China Molybdenum’s corporate anthem needs an update. Its current theme — the sun rising over the hills of Luoyang — is now much less global than the company itself. Over the weekend, the Hong Kong and Shanghai-listed company, with a market value of $7.5bn, said that it had a deal to buy assets from Anglo American and Freeport-McMoRan for $4.2bn. Yesterday, the Hong Kong shares opened after a week’s suspension. They rose 8 per cent.
The new assets are transformational. Last year, China Moly (usually referred to as CMOC) earned more than half of its revenues and three-fifths of its gross profit from molybdenum and tungsten, elements used in making steel and alloys. Copper accounted for most of the balance. Freeport-McMoRan’s Democratic Republic of Congo copper and cobalt assets alone will nearly quadruple CMOC’s earnings before interest, tax, depreciation and amortisation. Its copper reserves and resources will septuple. The company’s reliance on steel will be significantly reduced, but it is not simply shifting towards copper. Cobalt is used in rechargeable batteries — such as those used in electric vehicles — and the Anglo American assets include minerals for use in fertilisers.

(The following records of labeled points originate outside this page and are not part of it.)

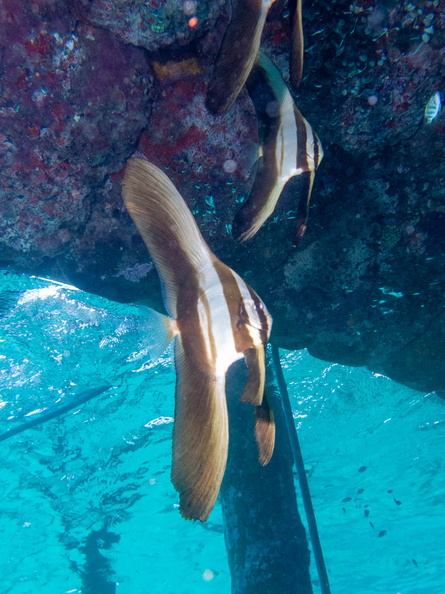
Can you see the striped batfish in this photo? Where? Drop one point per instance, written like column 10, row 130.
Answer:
column 239, row 50
column 297, row 44
column 216, row 319
column 289, row 147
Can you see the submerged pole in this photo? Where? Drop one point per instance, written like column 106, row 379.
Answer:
column 266, row 541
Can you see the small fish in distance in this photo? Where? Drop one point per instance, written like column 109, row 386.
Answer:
column 297, row 44
column 216, row 319
column 433, row 107
column 289, row 147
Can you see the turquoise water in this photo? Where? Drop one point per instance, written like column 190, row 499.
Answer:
column 373, row 453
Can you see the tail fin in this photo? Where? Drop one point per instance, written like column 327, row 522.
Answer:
column 158, row 331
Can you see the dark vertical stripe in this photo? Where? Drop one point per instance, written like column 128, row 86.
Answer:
column 236, row 56
column 259, row 307
column 302, row 140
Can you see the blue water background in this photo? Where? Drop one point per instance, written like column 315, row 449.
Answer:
column 373, row 452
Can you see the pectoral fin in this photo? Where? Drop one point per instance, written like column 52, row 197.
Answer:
column 264, row 430
column 200, row 436
column 256, row 374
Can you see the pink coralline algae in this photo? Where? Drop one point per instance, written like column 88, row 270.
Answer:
column 86, row 83
column 73, row 103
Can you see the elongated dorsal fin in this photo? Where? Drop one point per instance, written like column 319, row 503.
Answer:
column 200, row 436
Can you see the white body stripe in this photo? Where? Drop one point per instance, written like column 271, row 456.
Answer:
column 216, row 324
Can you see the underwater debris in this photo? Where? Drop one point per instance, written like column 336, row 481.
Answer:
column 433, row 107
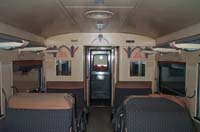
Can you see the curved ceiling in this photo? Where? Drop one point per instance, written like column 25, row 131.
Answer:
column 152, row 18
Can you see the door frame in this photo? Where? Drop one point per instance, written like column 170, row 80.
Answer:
column 114, row 68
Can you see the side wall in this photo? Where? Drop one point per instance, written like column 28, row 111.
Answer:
column 88, row 39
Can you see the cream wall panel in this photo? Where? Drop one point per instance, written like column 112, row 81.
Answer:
column 76, row 71
column 124, row 68
column 13, row 31
column 186, row 32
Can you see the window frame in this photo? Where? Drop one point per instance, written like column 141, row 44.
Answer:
column 69, row 68
column 140, row 67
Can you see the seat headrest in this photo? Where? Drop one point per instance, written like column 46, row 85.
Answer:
column 41, row 101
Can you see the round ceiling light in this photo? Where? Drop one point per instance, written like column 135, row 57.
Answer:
column 99, row 14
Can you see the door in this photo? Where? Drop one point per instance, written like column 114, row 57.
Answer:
column 100, row 77
column 6, row 84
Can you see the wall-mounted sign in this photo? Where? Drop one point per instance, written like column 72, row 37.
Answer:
column 135, row 53
column 62, row 54
column 66, row 52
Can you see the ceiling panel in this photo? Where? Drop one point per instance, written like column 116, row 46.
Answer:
column 153, row 18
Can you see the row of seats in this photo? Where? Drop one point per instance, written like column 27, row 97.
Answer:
column 40, row 112
column 152, row 113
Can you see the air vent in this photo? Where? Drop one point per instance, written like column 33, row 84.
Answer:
column 130, row 41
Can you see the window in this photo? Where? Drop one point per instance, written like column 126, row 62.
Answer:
column 63, row 68
column 137, row 68
column 172, row 78
column 100, row 63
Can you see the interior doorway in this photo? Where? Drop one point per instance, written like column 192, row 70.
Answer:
column 99, row 63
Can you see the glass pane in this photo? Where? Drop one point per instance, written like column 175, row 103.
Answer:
column 63, row 68
column 100, row 63
column 172, row 79
column 137, row 68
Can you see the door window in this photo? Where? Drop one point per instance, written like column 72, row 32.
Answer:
column 100, row 63
column 172, row 78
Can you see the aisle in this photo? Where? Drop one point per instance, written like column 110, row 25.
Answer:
column 99, row 120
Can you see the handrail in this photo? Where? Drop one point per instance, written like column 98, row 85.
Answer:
column 6, row 101
column 180, row 94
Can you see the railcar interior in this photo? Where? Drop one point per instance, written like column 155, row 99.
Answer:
column 100, row 66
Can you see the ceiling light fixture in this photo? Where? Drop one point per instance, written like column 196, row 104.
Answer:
column 99, row 14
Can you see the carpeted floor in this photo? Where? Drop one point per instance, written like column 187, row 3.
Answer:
column 99, row 120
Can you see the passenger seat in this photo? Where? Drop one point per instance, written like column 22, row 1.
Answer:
column 36, row 112
column 154, row 113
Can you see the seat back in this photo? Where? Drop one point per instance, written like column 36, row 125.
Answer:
column 156, row 114
column 125, row 89
column 38, row 112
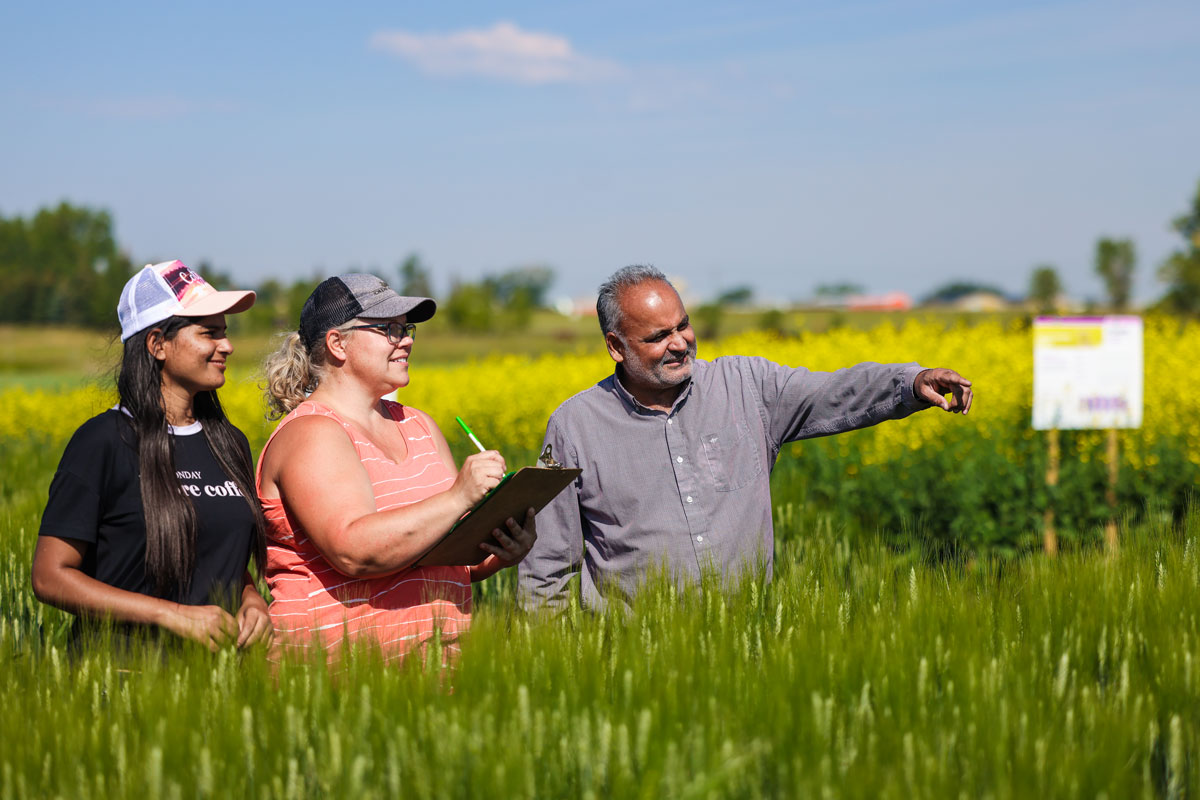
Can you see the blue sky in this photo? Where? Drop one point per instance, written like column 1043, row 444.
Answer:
column 898, row 145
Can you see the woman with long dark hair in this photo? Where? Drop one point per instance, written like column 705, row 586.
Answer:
column 153, row 517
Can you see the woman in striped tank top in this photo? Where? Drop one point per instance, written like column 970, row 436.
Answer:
column 355, row 488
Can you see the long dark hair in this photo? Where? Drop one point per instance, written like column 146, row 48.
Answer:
column 169, row 513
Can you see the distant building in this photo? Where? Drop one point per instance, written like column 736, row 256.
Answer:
column 888, row 301
column 981, row 300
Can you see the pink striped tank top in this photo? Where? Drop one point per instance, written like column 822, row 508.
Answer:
column 315, row 605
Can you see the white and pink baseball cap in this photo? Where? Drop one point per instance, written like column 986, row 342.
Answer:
column 172, row 289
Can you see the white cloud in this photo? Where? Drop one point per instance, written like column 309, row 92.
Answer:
column 504, row 52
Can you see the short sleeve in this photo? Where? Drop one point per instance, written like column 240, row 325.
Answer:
column 72, row 510
column 75, row 507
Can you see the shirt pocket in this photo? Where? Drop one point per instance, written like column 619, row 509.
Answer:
column 732, row 457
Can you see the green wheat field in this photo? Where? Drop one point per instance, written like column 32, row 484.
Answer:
column 864, row 669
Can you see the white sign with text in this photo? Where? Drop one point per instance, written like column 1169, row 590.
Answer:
column 1087, row 372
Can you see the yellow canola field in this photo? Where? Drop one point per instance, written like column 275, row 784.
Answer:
column 507, row 400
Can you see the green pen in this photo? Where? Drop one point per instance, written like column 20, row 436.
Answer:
column 472, row 435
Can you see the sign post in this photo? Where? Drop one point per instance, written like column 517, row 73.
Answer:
column 1087, row 374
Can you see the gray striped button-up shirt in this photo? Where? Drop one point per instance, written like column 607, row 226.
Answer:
column 689, row 488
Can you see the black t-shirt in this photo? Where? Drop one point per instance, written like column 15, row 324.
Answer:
column 96, row 498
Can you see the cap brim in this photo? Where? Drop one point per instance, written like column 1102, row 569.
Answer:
column 413, row 310
column 220, row 302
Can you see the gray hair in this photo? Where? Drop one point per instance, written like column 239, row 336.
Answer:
column 627, row 277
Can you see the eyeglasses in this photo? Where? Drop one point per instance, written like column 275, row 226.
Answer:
column 394, row 331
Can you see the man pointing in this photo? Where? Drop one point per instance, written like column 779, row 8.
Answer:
column 677, row 453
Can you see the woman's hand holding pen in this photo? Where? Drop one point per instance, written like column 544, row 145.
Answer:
column 480, row 474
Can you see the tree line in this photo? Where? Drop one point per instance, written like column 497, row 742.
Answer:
column 1115, row 262
column 63, row 265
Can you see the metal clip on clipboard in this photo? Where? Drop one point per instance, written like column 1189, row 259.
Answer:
column 546, row 459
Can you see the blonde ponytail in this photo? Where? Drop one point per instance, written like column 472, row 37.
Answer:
column 291, row 376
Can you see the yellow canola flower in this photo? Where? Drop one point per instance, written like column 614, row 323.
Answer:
column 507, row 400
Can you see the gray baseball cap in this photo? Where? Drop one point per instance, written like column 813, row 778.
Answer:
column 355, row 295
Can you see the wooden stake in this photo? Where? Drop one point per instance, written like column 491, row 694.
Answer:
column 1110, row 495
column 1049, row 536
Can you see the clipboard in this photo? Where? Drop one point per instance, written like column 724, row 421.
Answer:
column 531, row 487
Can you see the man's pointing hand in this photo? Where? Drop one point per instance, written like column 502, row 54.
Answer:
column 931, row 384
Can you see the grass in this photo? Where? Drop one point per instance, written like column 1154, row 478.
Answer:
column 857, row 673
column 862, row 671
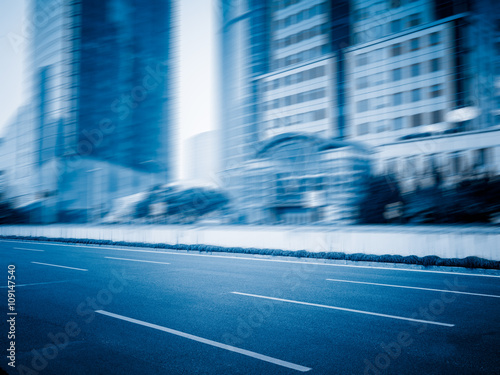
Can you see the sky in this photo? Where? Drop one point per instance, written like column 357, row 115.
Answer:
column 11, row 58
column 196, row 94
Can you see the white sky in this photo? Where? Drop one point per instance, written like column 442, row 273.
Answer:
column 196, row 97
column 11, row 59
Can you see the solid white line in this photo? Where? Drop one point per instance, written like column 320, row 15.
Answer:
column 136, row 260
column 414, row 287
column 349, row 310
column 22, row 248
column 55, row 265
column 159, row 251
column 248, row 353
column 48, row 282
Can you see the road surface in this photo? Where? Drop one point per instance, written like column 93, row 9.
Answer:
column 108, row 310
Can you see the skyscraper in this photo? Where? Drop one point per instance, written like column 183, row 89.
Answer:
column 101, row 106
column 413, row 81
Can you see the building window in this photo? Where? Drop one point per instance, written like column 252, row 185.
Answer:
column 456, row 162
column 319, row 114
column 394, row 4
column 414, row 44
column 397, row 74
column 436, row 117
column 378, row 102
column 378, row 78
column 397, row 99
column 435, row 91
column 481, row 157
column 396, row 26
column 363, row 105
column 415, row 70
column 414, row 20
column 362, row 83
column 416, row 120
column 380, row 126
column 396, row 49
column 363, row 128
column 435, row 65
column 362, row 59
column 434, row 38
column 397, row 123
column 416, row 95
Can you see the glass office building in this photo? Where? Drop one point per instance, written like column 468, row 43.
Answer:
column 101, row 80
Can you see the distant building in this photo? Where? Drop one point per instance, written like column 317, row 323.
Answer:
column 421, row 87
column 301, row 179
column 415, row 81
column 101, row 103
column 202, row 156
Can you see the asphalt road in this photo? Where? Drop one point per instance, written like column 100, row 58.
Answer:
column 101, row 310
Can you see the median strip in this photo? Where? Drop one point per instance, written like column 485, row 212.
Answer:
column 137, row 260
column 414, row 287
column 55, row 265
column 245, row 352
column 22, row 248
column 45, row 283
column 348, row 310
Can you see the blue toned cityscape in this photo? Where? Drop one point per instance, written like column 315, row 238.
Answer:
column 250, row 186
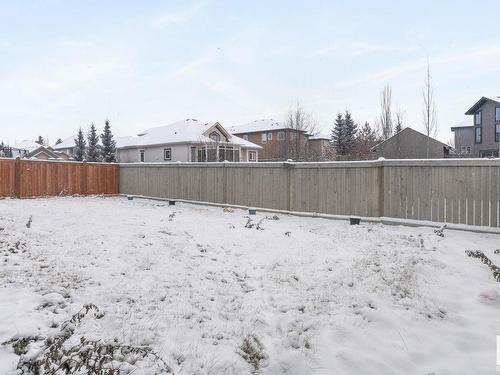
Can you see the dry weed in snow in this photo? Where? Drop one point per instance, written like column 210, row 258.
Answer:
column 195, row 291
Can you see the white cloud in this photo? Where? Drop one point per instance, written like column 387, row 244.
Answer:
column 171, row 17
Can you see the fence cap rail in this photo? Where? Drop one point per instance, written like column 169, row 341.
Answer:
column 24, row 160
column 462, row 162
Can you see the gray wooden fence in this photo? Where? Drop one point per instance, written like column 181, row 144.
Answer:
column 460, row 191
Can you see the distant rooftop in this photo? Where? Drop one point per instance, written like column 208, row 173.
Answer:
column 258, row 126
column 189, row 131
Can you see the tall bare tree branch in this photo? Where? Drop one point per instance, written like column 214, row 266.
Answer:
column 429, row 111
column 385, row 120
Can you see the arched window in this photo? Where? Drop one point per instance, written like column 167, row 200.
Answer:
column 214, row 136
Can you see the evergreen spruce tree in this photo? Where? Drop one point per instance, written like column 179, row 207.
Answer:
column 338, row 135
column 80, row 146
column 40, row 140
column 108, row 144
column 93, row 151
column 350, row 128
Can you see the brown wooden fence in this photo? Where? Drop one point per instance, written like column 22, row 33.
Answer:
column 33, row 178
column 460, row 191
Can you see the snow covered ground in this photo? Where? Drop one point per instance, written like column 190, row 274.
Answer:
column 299, row 296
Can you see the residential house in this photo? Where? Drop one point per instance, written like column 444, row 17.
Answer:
column 12, row 152
column 189, row 140
column 67, row 146
column 278, row 141
column 34, row 150
column 411, row 144
column 479, row 136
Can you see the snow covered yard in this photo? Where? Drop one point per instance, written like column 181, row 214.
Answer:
column 209, row 295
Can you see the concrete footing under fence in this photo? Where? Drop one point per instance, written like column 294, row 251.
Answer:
column 376, row 220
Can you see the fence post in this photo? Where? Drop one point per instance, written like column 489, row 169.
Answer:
column 84, row 178
column 224, row 187
column 381, row 187
column 17, row 178
column 288, row 167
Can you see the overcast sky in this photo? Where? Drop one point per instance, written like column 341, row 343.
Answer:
column 65, row 64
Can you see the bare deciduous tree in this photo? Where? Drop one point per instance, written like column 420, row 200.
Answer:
column 429, row 110
column 385, row 121
column 400, row 115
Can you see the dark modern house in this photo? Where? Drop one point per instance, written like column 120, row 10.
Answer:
column 480, row 136
column 411, row 144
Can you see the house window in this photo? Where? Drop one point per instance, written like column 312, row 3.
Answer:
column 264, row 138
column 212, row 154
column 477, row 118
column 226, row 153
column 214, row 136
column 478, row 136
column 202, row 154
column 167, row 154
column 252, row 155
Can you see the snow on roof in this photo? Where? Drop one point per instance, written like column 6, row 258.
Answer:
column 320, row 136
column 28, row 145
column 66, row 143
column 189, row 130
column 463, row 124
column 257, row 126
column 481, row 101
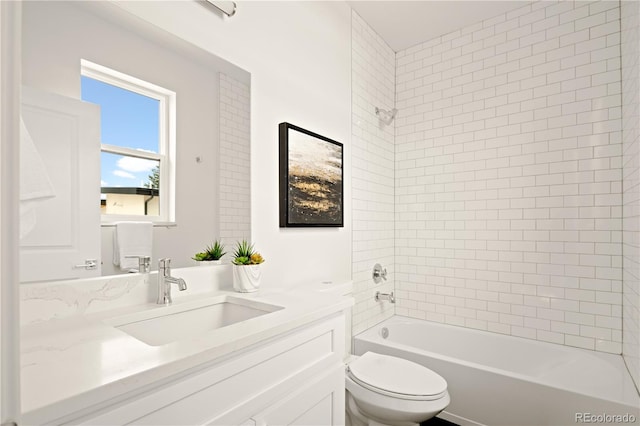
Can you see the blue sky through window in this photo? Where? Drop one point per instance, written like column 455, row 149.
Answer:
column 127, row 119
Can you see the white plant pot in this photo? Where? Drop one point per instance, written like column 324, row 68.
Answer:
column 208, row 262
column 246, row 278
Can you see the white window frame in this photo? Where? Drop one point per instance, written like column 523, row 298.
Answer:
column 167, row 139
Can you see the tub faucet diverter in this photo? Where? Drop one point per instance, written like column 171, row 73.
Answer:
column 165, row 280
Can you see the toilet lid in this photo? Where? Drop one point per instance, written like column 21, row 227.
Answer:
column 397, row 375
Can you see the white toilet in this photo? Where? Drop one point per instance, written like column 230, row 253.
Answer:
column 386, row 390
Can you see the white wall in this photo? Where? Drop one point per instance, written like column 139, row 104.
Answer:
column 630, row 47
column 299, row 59
column 508, row 176
column 373, row 71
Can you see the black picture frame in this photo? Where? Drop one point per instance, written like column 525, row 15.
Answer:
column 311, row 179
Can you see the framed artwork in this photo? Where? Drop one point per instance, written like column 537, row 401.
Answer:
column 311, row 179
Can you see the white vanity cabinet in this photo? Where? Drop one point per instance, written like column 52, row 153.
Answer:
column 294, row 378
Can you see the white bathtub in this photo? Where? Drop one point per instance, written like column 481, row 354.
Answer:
column 502, row 380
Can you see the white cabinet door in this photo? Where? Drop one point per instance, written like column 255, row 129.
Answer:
column 320, row 402
column 66, row 135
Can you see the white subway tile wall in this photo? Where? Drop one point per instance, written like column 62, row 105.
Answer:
column 508, row 170
column 373, row 69
column 630, row 47
column 235, row 161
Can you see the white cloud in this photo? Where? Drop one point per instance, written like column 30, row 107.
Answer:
column 136, row 165
column 122, row 173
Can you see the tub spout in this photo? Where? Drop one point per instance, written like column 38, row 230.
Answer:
column 385, row 296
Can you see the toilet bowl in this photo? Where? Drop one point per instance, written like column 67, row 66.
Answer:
column 386, row 390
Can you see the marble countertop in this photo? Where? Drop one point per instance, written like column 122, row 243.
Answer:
column 77, row 361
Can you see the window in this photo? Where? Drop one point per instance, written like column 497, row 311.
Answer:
column 137, row 121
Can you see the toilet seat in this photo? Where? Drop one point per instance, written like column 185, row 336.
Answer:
column 396, row 377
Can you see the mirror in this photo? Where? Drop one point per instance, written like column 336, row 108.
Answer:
column 209, row 188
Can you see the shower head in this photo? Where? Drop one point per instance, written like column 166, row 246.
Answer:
column 386, row 116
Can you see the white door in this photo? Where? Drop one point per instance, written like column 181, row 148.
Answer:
column 66, row 227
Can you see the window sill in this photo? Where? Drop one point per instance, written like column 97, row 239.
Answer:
column 155, row 224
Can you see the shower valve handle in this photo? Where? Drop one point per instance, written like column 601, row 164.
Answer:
column 379, row 273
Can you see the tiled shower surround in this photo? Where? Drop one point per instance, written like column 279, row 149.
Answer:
column 508, row 176
column 508, row 170
column 373, row 85
column 235, row 161
column 630, row 47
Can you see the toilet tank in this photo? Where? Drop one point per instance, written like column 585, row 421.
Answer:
column 345, row 289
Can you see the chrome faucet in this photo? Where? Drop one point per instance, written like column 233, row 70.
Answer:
column 165, row 280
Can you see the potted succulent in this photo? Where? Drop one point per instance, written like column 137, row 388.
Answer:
column 246, row 268
column 211, row 254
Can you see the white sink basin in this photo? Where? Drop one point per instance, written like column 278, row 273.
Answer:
column 178, row 322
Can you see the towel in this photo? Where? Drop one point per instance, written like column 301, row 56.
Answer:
column 35, row 185
column 131, row 239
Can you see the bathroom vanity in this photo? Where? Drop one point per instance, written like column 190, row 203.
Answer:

Even amid the steel downturn, CMOC can afford the purchases. It has net cash of more than $700m. Last year, despite falls of 30 per cent in the prices of molybdenum and tungsten (and 20 per cent in copper) it managed a net profit and positive operating cash flow. It has enviably low operating costs; just above $4/lb in moly, far lower than the $7/lb achieved by num-ber one producer Freeport-McMoRan.